Before I close on this, I want to say, I'm sure some of you are thinking about budget and are thinking, "Well, I can't delegate and outsource every single thing. You know, I'm a single parent or I don't make very much money." And I want to say back to you: I have been in the position where I have had to make choices to say, what things am I going to pay money for? What things am I going to do myself? One thing I would be doing though, if I was going to be doing it myself, is to live as minimally as possible in terms of my environment. I would clean out my stuff so that there was less time that I was spending if I had to be the one to do it — less toys to pick up, fewer clothes to put away, less laundry to do, fewer sheets to fold. If you're the one that's going to be doing it, okay. That's totally cool. Been there, done that. And that means you've got to streamline. Because if you are trying to go further, to go past your current situation; if you want a life that is really full and meaningful and full of purpose and totally full of intent, and that's not what you're living now, and you want to move to that higher level; you're going to have to make space in your life.


Like we talk about in our Centered Life Blueprint, if you have a centered vision for your life and you have all this other stuff that's outside the circle that has to happen in life that you focus on SO much, you can't pay attention to making your centered vision for your life a reality. If you're constantly outside the circle, you'll be just caught up in the weeds. So if you don't have the budget, that's cool. There have been times I have not as well, but that means you've got to streamline. That means your job is just to remove the contaminators out of your agenda, out of your schedule, out of your environment. So that way you have the least amount of stuff that you have to do yourself.

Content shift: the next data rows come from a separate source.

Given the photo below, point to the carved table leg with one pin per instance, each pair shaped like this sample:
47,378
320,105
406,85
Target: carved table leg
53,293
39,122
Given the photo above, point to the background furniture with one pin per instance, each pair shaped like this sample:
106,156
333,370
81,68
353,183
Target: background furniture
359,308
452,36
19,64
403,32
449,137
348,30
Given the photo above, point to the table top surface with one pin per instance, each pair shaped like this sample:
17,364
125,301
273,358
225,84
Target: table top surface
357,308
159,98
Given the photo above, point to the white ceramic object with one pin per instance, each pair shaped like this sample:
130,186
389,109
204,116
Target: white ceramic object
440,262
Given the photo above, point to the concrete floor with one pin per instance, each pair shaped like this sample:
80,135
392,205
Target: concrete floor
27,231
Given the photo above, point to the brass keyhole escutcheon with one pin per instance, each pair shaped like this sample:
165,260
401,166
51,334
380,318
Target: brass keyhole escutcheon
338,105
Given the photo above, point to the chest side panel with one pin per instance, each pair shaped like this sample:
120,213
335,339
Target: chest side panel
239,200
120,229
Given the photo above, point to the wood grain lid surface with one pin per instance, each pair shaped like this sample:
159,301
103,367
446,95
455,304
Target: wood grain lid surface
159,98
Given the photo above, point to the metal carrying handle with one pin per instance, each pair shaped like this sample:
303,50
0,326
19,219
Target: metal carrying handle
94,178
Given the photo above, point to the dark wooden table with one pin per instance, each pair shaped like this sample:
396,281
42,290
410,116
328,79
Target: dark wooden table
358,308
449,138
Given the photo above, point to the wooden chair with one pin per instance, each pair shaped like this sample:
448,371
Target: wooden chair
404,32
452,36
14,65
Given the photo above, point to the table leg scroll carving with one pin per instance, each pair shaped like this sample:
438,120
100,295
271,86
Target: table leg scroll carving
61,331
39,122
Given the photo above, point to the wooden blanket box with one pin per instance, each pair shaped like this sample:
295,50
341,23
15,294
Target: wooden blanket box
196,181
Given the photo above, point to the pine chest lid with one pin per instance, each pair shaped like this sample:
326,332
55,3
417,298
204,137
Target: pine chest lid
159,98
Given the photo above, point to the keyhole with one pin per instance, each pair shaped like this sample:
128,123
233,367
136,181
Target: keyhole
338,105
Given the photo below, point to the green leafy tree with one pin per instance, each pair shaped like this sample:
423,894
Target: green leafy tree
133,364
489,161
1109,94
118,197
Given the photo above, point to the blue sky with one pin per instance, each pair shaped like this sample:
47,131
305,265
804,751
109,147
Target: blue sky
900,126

Finally, I just want to say this, your worth is not defined by the laundry and the dishes, by cleaning the bathroom or signing your kids up for camp. And I know it sounds silly to even say that. Of course your worth isn't. But when you don't delegate, when you don't give some of the things that are on that heavy mental load list to other people, then that list — all those, all those things that don't matter at all —they do start to define your worth because that's all you spend time on. So I want you to challenge yourself to think about, is there some small thing you could think about giving away? If it's something about you sharing the load with your partner and you feel like, man, I carry all of it, the next question is: is there some guidance that I need to get so that way I can really make a shift and educate my partner and get into more of a team approach with that person? If my kids are old enough to, I need to really hold them to task and decide, okay, you need to do some chores here. You need to take responsibility. It's good for them. It's good for you. In The Working Mom Blueprint, we have a whole list that talks about chores and responsibilities for kids by age and what are the different chores that kids should do and can do.


Because otherwise there's so much at risk. If we don't delegate, if we do it all, if we keep on carrying that heavy burden, a) we never realize our dreams and b) we live in a life of resentment. We're resentful, resentful, resentful. We keep on doing the work, keep on doing the work, keep on doing the work, but you know, what's going to happen one day, right? All of that resentment builds up, like you're in an Instant Pot and there's no steam release valve so the pressure just builds and builds and builds. So then, you're going to explode on somebody, right? You're going to get mad. You're going to flip out at your husband, at your partner, at your kids, at your job. You're going to be burnt out. Because (that pressure) has to go somewhere and when we keep on carrying that load and never give it to somebody else, the resentment that builds goes somewhere.


There is so much more life out there for you, Mama. And I want you to grasp it and to have it and make it a reality for yourself. And that really does start in part with automation and delegation.